IBM webMethods Hybrid Integration

Join this online group to communicate across IBM product users and experts by sharing advice and best practices with peers and staying up to date regarding product enhancements.

#TechXchangePresenter

View Only

Back to discussions

Expand all | Collapse all

Large Flat File Processing.

1. Large Flat File Processing.

Like
webMethods Community Member
Posted Mon July 24, 2006 08:25 PM

Reply
Hi,

I am getting one gb size flat file which I need to process the header, detail and trailer. I need to create multiple XML file depends on the header information.

I am publishing to Broker to process header, detail and trailer records. I created a trigger to process my records in single thread mode but I would like to create multi thread for detail record.

How can I identify whether all my detail records are processed by multi thread trigger?

convertoValue service createas @fields. I could not publish @fields to my broker. How can I drop them from my convertoValue Output.

Thank you very much for your help.

Thanks
Sam.

#webMethods
#Integration-Server-and-ESB
#Adapters-and-E-Standards
2. RE: Large Flat File Processing.

Like
webMethods Community Member
Posted Tue July 25, 2006 05:24 PM

Reply
Hi Sam,
1GB Flat File is indeed a large file and special care should be taken to handle this type of file, considering the fact that IS JVM cannot have more than ~2.5GB allocated.

Below is how I have done to process the file of this size > 1GB containing no. of records > 500,000:

1> To avoid any overhead, used only IS (no Broker, no TN, no Modeller etc…).

2> Wrote a fileSplitter Java service.

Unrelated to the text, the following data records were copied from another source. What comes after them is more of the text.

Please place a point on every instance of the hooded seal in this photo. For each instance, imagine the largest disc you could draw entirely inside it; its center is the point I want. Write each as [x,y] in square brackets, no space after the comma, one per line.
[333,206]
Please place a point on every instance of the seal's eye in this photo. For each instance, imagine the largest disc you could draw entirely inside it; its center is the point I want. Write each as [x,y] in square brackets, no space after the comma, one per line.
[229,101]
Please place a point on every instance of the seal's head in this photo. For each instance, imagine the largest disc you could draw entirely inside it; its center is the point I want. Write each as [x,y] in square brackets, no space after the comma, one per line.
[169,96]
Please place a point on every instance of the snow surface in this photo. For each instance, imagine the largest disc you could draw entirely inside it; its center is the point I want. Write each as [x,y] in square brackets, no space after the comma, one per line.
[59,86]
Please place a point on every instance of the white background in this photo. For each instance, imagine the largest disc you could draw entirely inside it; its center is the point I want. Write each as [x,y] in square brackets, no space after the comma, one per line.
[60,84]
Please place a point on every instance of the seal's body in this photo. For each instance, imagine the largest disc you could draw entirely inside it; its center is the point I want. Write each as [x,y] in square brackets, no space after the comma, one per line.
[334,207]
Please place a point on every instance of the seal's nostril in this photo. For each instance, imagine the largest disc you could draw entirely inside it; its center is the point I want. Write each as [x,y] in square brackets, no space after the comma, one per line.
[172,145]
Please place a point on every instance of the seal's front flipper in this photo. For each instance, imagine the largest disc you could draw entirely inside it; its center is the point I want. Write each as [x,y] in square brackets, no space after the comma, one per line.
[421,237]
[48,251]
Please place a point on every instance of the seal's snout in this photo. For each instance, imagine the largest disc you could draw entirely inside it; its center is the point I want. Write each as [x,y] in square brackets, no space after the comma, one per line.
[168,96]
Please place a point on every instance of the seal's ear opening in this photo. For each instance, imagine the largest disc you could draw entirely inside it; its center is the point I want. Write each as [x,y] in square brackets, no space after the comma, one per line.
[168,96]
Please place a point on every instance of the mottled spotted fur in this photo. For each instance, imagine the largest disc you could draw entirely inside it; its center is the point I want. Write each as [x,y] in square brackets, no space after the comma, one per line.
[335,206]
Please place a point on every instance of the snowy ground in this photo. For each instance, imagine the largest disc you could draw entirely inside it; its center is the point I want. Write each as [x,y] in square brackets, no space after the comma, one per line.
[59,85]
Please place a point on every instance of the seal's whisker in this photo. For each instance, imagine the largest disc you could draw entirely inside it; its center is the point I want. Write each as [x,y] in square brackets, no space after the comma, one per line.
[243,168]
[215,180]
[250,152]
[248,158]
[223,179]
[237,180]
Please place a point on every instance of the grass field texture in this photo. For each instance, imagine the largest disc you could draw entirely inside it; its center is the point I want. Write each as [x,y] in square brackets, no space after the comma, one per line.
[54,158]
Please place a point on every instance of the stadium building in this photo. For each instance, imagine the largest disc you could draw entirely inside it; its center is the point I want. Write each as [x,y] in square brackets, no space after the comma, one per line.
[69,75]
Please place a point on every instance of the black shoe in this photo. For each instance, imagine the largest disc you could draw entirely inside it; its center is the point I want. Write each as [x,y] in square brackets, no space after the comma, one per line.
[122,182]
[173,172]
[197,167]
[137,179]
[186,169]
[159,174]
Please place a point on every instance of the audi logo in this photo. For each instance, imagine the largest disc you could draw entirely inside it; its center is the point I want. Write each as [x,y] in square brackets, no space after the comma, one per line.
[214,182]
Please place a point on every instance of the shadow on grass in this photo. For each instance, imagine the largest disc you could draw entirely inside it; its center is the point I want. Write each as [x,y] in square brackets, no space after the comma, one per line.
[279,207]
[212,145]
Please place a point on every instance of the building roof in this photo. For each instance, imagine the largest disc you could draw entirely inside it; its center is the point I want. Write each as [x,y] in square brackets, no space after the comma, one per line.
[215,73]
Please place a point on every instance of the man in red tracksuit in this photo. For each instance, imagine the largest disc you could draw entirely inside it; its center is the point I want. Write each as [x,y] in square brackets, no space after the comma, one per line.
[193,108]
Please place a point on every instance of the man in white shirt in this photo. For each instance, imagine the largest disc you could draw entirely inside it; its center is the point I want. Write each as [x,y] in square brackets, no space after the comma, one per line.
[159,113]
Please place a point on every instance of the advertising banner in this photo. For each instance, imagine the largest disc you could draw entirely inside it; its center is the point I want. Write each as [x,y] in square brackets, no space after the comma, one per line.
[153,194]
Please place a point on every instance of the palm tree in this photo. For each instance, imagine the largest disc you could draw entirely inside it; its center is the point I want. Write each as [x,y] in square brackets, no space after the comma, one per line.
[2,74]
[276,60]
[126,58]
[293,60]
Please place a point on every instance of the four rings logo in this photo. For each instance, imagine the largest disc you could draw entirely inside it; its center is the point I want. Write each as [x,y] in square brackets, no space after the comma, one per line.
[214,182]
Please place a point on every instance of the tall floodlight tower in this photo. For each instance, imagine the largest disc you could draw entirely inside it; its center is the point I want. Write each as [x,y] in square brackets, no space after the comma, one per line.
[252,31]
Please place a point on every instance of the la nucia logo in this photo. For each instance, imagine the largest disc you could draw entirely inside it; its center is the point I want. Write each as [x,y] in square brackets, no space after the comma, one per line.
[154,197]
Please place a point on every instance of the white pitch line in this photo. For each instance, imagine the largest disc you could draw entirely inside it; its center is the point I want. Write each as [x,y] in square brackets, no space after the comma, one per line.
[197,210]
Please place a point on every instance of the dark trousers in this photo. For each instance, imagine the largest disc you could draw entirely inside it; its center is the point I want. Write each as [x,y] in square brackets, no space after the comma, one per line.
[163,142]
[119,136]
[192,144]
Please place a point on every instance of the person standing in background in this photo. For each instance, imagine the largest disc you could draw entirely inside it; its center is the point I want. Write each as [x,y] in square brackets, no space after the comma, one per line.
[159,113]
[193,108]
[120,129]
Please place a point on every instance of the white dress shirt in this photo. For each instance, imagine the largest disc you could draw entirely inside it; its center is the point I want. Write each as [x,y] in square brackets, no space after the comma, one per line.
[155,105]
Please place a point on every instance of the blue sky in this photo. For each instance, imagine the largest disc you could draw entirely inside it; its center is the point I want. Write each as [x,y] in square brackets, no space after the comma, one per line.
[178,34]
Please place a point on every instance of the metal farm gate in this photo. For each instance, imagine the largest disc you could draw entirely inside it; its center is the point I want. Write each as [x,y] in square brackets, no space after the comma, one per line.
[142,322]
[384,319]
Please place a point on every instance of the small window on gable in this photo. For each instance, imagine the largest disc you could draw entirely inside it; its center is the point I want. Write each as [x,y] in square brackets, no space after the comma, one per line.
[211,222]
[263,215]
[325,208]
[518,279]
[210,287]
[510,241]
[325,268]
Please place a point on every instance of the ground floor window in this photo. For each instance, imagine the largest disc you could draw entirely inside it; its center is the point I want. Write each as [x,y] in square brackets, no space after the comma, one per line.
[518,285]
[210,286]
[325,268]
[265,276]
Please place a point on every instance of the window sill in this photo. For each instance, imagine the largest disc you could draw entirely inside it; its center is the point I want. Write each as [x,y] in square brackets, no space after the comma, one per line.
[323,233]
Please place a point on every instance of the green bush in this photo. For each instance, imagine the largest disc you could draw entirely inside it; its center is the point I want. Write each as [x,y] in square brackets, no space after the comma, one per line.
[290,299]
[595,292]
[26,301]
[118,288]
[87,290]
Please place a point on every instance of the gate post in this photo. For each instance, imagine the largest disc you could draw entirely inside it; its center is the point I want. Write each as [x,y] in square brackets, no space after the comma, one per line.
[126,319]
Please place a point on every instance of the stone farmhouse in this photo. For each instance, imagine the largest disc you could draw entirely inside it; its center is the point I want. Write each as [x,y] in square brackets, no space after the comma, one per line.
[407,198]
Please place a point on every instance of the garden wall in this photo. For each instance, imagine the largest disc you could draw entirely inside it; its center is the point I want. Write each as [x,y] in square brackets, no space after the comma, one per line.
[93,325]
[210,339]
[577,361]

This service reads the input file as stream, goes through each record to do some validations and creates bunch of tmp files each of records 20,000 (configurable, supplied as input to this service) and creates the output as the list of tmp files thus created.

3> Main flow then processes these files 1 at a time, creates the desired output file and deletes the temp file after processing: all in a loop. The data in the output file is appended each time in the loop.

4> Found that the split size of 20,000 records were optimal (Total processing time < 2 hrs.). Setting it to higher or lower value increased the total processing time.

5> Solution is scalable e.g. if the input file size grows in future, the splitter will create more temp files but the IS will handle only small chunk of data (20,000 recs) at a time and so will not go out-of-memory.

Your integration could be totally different than what I had but wanted to give you some pointers to ponder over while handling a large file > 1GB.

HTH,
Bhawesh.

#Adapters-and-E-Standards
#webMethods
#Integration-Server-and-ESB
3. RE: Large Flat File Processing.

Like
webMethods Community Member
Posted Tue July 25, 2006 05:43 PM

Reply
Nice description Bhawesh.

Questions for Sam:

Is there a reason for publishing the records to the Broker?

Does the order of the records need to be maintained?

Do the records need to be processed as a group?

Do the header and trailer have meaningful information or are they just control records to verify that you’ve received the entire file?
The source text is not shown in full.